True, but that's a bit of an edge case. I'm sure there are other edge
cases too - what happens with a 'nonlocal' if it's in a code object
outside of a function? (Or in the CPython implementation, what happens
with the corresponding cell lookup?) If <me> causes a RuntimeError if
used in such a context, or if the compilation of <me> creates some
sort of reference that simply doesn't work outside of a function, it'd
be fine.
> 2. Python does name resolution on function bodies when called. If early
> binding of <me> were possible, it would be an exception.
It would have to be a keyword of a sort. Not necessarily an actual
keyword, although that would definitely work.
> 3. Recursion without names is really hard; hence the special
> head-spinning combinator to do that.
And that's a good reason to have compiler support for it. It would
make true recursion simple. (Obviously mutual recursion would still
require names.)
> 4. The post-compile function object address would only be useful for
> CPYthon, not for implementations that move objects around.
Why? It's an object. It should be possible to reference it.

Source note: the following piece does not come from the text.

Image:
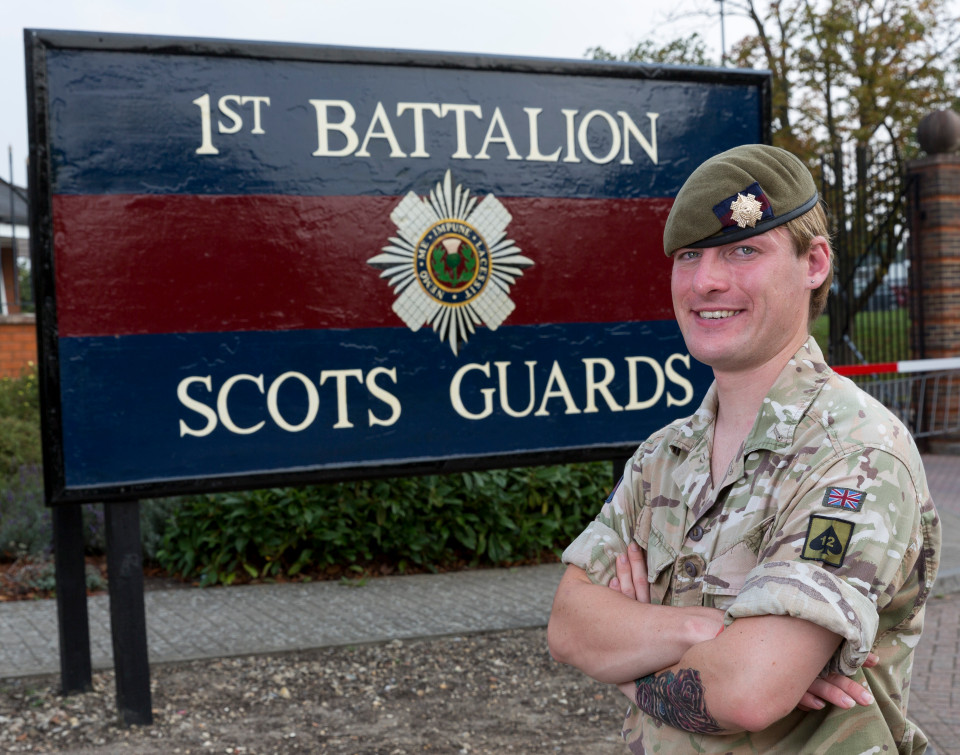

> 5. The automatic conversion of recursion to a while loop only works for
> linear tail recursion. In Python, such cases are usually better written
> directly as a for-loop.
True, and that would probably only be a small advantage anyway. But
it's also a clarity thing, and it means you don't have to name your
function inside the function and then remember to rename it.
There is another objection though:
6. Decorated functions would behave differently based on whether you
call by name or call by <me>.
I don't have an answer to that, other than that giving programmers the
option isn't a bad thing. People would just have to be aware of the
distinction and know which one they want.